Background: Early social experiences are believed to shape neurodevelopment, with potentially lifelong consequences. Yet minimal evidence exists regarding the role of the social environment on children’s neural functioning, a core domain of neurodevelopment.

Methods: We analysed data from 36 443 participants in the United States Collaborative Perinatal Project, a socioeconomically diverse pregnancy cohort conducted between 1959 and 1974. Study outcomes included: physician (neurologist or paediatrician)-rated neurological abnormality neonatally and thereafter at 4 months and 1 and 7 years; indicators of neurological hard signs and soft signs; and indicators of autonomic nervous system function.

Results: Children born to socioeconomically disadvantaged parents were more likely to exhibit neurological abnormalities at 4 months [odds ratio (OR) = 1.20; 95% confidence interval (CI) = 1.06, 1.37], 1 year (OR = 1.35; CI = 1.17, 1.56), and 7 years (OR = 1.67; CI = 1.48, 1.89), and more likely to exhibit neurological hard signs (OR = 1.39; CI = 1.10, 1.76), soft signs (OR = 1.26; CI = 1.09, 1.45) and autonomic nervous system dysfunctions at 7 years. Pregnancy and delivery complications, themselves associated with socioeconomic disadvantage, did not account for the higher risks of neurological abnormalities among disadvantaged children.
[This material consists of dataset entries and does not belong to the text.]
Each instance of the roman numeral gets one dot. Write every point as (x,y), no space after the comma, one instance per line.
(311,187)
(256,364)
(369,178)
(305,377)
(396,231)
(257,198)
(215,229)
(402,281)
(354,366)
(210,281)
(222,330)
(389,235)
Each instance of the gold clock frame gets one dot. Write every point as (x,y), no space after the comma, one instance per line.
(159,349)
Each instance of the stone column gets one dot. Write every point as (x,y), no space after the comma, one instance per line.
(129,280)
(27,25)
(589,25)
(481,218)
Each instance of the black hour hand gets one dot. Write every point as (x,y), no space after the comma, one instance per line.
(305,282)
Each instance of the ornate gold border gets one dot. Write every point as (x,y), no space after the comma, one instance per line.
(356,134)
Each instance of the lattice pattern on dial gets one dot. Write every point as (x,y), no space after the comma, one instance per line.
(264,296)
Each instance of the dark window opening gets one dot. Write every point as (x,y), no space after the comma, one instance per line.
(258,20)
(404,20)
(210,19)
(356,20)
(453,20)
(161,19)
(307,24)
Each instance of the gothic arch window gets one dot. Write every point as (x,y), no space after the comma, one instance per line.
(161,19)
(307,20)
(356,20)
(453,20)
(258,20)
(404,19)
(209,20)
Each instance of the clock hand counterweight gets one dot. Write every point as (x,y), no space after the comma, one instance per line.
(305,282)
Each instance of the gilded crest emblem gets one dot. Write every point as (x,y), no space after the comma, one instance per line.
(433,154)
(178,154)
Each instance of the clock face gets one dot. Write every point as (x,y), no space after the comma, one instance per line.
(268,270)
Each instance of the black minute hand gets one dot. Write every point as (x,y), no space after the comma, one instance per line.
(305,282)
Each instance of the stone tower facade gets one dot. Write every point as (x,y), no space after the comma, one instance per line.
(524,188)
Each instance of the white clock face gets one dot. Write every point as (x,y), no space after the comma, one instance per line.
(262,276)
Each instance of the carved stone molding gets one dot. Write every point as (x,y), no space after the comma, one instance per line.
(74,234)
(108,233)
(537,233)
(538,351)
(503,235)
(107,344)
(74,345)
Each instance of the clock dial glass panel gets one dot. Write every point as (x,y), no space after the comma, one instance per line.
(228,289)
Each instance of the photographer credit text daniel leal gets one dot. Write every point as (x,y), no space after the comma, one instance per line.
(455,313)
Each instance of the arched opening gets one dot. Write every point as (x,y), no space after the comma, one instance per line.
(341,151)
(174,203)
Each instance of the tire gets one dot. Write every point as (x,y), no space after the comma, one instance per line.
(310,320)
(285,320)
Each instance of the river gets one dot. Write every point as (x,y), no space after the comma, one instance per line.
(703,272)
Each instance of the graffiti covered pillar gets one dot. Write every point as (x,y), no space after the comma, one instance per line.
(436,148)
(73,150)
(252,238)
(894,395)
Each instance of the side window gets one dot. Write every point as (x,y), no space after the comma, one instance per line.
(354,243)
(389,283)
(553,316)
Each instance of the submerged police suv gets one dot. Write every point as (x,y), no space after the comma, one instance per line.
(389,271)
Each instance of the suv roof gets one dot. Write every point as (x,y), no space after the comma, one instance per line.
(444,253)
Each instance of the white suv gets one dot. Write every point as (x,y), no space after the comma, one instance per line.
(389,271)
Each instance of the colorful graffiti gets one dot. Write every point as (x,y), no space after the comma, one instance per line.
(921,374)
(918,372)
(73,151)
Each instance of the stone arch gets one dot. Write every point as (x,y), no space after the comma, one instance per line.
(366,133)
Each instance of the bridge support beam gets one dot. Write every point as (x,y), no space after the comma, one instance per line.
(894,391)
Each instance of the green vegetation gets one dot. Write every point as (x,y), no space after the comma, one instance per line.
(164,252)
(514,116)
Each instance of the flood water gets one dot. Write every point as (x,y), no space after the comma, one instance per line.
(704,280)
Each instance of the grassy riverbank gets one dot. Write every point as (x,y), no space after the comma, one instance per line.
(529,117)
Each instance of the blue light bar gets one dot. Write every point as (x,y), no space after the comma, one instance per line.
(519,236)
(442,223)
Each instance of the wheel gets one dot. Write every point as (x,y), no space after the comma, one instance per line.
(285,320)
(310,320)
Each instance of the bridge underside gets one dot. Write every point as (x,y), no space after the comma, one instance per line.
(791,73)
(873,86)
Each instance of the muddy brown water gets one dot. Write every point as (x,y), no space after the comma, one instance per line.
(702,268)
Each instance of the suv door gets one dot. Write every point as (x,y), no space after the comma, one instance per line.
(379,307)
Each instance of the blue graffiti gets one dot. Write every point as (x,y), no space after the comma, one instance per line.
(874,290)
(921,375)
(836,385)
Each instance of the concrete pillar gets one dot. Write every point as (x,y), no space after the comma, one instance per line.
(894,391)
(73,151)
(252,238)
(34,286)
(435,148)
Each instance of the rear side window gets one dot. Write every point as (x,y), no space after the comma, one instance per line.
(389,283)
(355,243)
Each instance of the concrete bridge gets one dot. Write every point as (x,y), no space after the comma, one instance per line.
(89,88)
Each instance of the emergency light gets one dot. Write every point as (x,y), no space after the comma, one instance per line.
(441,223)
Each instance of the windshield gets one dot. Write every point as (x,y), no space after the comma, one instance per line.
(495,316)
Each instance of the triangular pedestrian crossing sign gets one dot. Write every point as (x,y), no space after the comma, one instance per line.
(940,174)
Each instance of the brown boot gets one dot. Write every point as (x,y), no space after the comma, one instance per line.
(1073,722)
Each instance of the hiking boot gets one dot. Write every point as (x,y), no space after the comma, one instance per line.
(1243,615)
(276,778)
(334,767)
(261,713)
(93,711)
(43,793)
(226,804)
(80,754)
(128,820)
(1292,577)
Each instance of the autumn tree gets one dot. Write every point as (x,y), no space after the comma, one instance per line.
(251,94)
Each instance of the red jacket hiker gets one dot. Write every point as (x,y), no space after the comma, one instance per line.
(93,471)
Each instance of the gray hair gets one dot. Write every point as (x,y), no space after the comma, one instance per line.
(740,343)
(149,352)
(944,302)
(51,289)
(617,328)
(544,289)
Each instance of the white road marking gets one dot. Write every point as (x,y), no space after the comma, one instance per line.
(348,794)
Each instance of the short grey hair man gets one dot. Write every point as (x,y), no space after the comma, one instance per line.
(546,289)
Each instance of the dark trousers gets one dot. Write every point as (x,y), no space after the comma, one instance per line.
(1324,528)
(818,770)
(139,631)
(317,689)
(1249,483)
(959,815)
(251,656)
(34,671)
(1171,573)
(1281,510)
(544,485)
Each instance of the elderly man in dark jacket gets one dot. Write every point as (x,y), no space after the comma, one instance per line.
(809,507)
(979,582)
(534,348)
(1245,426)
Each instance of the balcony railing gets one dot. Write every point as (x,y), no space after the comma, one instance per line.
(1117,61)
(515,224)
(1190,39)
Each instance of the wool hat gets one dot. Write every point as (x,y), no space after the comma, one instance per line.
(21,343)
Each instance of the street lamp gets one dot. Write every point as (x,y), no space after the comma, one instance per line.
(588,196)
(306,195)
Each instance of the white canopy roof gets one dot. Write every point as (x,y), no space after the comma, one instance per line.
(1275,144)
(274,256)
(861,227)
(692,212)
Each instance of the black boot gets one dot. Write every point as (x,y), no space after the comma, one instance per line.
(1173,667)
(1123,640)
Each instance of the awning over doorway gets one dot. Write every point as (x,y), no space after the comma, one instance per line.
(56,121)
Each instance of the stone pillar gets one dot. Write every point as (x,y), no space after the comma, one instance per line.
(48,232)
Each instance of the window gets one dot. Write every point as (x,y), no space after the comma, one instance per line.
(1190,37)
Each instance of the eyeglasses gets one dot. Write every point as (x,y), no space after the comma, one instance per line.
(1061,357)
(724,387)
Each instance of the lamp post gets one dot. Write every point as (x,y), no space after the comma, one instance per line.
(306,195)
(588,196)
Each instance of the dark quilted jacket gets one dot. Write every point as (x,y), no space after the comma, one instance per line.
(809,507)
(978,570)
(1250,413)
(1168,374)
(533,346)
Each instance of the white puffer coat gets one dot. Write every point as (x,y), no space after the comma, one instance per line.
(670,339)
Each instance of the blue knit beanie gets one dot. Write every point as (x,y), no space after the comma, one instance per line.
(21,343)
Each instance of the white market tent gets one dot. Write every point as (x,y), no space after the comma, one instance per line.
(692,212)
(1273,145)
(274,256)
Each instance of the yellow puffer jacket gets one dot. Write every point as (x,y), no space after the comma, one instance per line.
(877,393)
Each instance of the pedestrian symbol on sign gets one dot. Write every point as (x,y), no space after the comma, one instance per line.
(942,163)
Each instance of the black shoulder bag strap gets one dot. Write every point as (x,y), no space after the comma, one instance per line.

Conclusions: Parental socioeconomic disadvantage was, independently from pregnancy and delivery complications, associated with abnormal child neural development during the first 7 years of life. These findings reinforce the importance of the early environment for neurodevelopment generally, and expand knowledge regarding the domains of neurodevelopment affected by environmental conditions. Further work is needed to determine the mechanisms linking socioeconomic disadvantage with children’s neural functioning, the timing of such mechanisms and their potential reversibility.